Supongo que podría decirle, a él y a mí mismo, que lo hago para ganarme su confianza, para demostrarle que soy uno de los suyos y no un policía más. Podría decirle que lo hago para que
Cavalcanti me deba un favor y así entrar por fin en su juego. En el juego que quiere Anderson y por el que lleva diez años preparándome.
—Porque Fabrizio Tabone era mi padre y quiero saber la verdad. —No puedo hablarle de Siena, así que me conformo con eso—. De los hombres que aparecen en esa fotografía, Luciano Cavalcanti es el único al que tengo acceso. Quiero hablar con él, preguntarle qué sabe de Fabrizio. Nada más.
—¿No quieres preguntarle por sus negocios o por su viaje a Chicago?
—No, solo quiero saber si existe la posibilidad de que Fabrizio esté vivo y, si es así, qué motivos podía tener para matar a Emmett Belcastro.
—No creo que el señor Cavalcanti acceda a verte.
—Dile que tiene dos opciones.
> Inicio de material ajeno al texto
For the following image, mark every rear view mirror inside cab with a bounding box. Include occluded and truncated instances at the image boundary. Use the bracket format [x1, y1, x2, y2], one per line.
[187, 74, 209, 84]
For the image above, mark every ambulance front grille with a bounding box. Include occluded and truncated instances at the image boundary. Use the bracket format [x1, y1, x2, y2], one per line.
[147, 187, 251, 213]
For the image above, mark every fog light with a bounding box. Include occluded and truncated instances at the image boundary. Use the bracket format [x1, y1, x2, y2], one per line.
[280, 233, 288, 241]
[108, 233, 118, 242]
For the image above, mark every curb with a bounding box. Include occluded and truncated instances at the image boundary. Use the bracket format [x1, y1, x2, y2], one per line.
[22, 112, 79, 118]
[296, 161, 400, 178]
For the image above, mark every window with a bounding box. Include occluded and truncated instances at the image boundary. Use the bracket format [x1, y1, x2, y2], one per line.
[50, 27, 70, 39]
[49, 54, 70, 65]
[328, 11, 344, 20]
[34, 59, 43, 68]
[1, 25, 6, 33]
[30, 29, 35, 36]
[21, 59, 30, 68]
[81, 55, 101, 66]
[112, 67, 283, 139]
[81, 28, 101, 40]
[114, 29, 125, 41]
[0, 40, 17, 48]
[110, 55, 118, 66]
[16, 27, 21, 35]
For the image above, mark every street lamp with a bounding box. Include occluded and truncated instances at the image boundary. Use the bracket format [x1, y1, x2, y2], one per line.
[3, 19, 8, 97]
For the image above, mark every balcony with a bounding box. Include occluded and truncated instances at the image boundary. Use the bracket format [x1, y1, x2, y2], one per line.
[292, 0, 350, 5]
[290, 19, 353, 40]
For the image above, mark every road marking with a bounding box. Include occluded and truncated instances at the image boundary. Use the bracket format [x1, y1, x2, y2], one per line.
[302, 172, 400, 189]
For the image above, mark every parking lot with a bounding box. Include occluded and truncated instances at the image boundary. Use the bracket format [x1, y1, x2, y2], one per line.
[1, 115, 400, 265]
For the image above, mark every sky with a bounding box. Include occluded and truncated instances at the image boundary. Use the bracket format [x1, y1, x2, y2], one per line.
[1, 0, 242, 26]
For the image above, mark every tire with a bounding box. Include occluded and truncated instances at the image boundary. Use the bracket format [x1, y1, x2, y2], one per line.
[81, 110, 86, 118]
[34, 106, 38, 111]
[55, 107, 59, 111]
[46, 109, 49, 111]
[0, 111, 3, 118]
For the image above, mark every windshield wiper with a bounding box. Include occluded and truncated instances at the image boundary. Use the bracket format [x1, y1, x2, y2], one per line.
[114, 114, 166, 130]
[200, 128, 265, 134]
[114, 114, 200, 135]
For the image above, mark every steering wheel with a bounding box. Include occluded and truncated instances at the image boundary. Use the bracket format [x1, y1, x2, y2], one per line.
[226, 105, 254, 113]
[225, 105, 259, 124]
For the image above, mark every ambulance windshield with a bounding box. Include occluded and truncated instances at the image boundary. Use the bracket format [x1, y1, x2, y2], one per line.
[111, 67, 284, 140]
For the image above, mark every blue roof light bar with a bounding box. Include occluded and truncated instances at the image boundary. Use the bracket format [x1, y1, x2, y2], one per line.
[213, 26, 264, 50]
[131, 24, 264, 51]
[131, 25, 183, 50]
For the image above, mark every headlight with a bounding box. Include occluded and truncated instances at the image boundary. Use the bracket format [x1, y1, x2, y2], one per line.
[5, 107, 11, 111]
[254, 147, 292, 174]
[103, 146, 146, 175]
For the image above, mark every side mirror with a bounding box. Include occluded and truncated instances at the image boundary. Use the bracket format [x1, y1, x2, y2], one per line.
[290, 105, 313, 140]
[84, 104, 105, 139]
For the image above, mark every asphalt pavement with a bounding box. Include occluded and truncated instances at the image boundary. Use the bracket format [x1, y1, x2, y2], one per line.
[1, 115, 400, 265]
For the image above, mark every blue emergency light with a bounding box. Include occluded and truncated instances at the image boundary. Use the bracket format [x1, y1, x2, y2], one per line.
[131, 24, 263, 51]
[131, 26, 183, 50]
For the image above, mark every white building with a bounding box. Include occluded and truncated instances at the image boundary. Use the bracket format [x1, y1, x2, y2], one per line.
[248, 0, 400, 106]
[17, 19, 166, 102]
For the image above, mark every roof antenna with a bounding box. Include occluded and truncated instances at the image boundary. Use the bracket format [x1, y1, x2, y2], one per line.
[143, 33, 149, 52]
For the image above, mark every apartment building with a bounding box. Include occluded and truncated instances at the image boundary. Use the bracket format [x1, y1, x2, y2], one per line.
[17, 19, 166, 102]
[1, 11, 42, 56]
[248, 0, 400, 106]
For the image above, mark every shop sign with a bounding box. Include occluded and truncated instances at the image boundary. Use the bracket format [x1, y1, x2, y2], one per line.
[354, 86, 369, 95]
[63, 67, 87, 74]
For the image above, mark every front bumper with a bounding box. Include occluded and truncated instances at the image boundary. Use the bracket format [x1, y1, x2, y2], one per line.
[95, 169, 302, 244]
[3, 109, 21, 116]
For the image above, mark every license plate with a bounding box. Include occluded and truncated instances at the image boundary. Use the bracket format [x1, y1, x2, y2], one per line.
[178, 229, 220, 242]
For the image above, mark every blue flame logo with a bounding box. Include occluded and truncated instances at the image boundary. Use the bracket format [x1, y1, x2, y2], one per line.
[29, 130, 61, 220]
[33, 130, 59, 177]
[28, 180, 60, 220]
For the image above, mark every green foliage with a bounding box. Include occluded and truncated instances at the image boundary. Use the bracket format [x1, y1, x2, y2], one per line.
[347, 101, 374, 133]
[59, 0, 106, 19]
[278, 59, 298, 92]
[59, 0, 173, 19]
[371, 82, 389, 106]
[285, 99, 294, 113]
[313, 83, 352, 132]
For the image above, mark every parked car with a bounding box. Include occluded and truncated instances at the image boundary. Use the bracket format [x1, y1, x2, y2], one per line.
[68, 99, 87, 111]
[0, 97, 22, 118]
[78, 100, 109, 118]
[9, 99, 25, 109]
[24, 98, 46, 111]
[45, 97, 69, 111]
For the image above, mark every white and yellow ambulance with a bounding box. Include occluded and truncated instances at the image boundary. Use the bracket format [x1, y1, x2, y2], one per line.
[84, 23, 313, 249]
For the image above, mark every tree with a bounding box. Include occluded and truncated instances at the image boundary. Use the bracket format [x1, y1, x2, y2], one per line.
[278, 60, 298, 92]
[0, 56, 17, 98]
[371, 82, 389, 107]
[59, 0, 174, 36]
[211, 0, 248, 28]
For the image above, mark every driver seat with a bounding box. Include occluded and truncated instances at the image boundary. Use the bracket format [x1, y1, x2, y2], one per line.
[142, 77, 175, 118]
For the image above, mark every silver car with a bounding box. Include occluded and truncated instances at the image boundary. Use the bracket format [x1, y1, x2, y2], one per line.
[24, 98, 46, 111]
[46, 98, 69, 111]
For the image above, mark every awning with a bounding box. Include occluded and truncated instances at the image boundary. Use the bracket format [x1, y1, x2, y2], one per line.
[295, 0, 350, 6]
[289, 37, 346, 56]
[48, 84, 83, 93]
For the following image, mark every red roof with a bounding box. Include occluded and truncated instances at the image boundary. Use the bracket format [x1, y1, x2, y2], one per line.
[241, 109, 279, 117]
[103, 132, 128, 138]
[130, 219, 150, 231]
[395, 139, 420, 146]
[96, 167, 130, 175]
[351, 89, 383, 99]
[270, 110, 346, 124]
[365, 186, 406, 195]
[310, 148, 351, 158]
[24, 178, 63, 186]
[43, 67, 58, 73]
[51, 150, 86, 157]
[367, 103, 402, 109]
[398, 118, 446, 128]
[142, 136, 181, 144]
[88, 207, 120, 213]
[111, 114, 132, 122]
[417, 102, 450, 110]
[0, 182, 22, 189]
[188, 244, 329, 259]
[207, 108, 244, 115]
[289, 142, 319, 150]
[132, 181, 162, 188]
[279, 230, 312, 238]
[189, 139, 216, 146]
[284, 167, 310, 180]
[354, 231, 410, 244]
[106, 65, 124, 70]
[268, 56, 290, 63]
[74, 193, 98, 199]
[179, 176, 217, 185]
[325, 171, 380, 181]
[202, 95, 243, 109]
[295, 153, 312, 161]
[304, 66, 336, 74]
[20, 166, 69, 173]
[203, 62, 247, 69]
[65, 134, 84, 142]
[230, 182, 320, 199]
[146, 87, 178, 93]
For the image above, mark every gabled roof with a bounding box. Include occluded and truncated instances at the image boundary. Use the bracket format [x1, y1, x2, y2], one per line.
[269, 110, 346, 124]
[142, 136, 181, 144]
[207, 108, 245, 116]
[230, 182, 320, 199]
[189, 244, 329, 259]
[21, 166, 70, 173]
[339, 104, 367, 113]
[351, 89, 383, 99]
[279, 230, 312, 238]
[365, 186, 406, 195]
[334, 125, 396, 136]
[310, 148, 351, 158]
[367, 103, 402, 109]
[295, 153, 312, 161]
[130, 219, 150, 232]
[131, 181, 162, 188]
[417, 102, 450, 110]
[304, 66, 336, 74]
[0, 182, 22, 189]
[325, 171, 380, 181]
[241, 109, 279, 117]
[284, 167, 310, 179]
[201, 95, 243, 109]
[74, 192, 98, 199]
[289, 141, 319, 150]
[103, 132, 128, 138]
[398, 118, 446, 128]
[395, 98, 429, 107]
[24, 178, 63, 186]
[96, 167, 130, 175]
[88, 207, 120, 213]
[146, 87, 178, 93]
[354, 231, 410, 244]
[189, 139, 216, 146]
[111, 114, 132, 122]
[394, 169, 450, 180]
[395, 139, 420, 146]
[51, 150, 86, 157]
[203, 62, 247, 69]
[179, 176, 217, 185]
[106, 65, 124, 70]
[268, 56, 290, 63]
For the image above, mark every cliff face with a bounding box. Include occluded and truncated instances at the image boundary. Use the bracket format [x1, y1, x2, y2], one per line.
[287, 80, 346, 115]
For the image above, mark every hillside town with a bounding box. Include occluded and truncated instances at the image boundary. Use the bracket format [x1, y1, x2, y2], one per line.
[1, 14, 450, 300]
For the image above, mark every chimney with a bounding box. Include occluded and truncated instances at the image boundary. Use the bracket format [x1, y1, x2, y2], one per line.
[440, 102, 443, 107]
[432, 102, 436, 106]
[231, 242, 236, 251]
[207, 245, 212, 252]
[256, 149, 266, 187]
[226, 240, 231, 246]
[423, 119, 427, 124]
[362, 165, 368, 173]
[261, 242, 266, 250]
Puede hablar conmigo en su casa o puede hablar con el superintendente en la comisaría después de que le fotografíe toda la prensa.
—Veo que sigues siendo un cabrón, Jack —acompaña el insulto con una sonrisa—. Veré qué puedo hacer.
—Gracias. —Me termino la bebida y dejo el vaso en la mesa—. Y gracias por el whisky. —De nada.
—Será mejor que me vaya.
—Sí, será lo mejor —conviene Nick—. Si alguien se entera de que has estado aquí, mi reputación quedará por los suelos.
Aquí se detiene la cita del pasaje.